As anyone who has been paying attention knows, ongoing federal revenues exceed interest payments on U.S. Treasuries by a very large margin ($180 billion vs. $44 billion a month on average). There is no chance of default.

The federal government can and will continue making all its payments on the debt whether it is authorized to spend past the current debt ceiling or not. The Obama administration is not telling the truth when it claims that the government will run out of money to make debt payments on August 2. It will cut spending elsewhere before it defaults.

If Obama refused to make the debt payments, he would be destroyed politically even if he continued to blame Republicans for events. The circumstances behind a U.S. default do not constitute the kind of secret that can remain hidden.

Securities issued by certain government agencies, such as Fannie and Freddie, have been implicitly conflated with U.S. Treasuries in the debate. If Congress does not raise the debt ceiling, some of these securities may get downgraded, which would increase borrowing costs for these agencies, but these securities are not U.S. Treasuries. There will not be an economic Armageddon if ratings agencies downgrade them. Only the ratings of U.S. Treasuries matter in terms of global systemic effects.

Contrary to propaganda, the ratings agencies have not threatened to downgrade U.S. Treasury debt if the debt ceiling is not raised. The big three rating agencies will not downgrade U.S. Treasury debt over a political event or non-event. They would get sued if they did.

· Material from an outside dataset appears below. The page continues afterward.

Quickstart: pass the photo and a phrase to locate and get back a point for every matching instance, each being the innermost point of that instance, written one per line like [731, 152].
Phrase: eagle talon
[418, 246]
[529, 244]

U.S. Treasuries set the standard for virtually every other kind of security in the world, and the big three have a special status that is codified in law. They have to stick with financial event probabilities in their ratings, not the probability of seniors getting the Social Security checks they were "promised" or some cabinet agency getting funded.

The ratings agencies will downgrade for "actual" defaults (which include technical defaults). Various rating agencies have cautioned that the U.S. is or will be on a ratings watch. A ratings watch is not a downgrade. It is an observation policy.

The greater threat to the credit ratings of U.S. Treasuries is from runaway debt that destabilizes the country's ability to pay back these formal debt obligations, and the rating agencies have cautioned that downgrades are forthcoming if the national debt is not brought under control within a matter of months. This has led to the spectacle of a supposed national leader carping at a private financial organization over its professional judgment of the financial health of an entity it is charged with rating by its clients.

It is possible that the entire GOP is too dim to know all this, but given that the leadership has experts advising them, a more parsimonious explanation is that they have made a strategic decision not to challenge any of the misinformation for whatever reason. With Senate Republican leadership, that reason seems to be that they are in conscious, fundamental agreement with the Democrat worldview and thus would not benefit by the public understanding the truth. That is my theory, and it will be tested over the coming 15 months.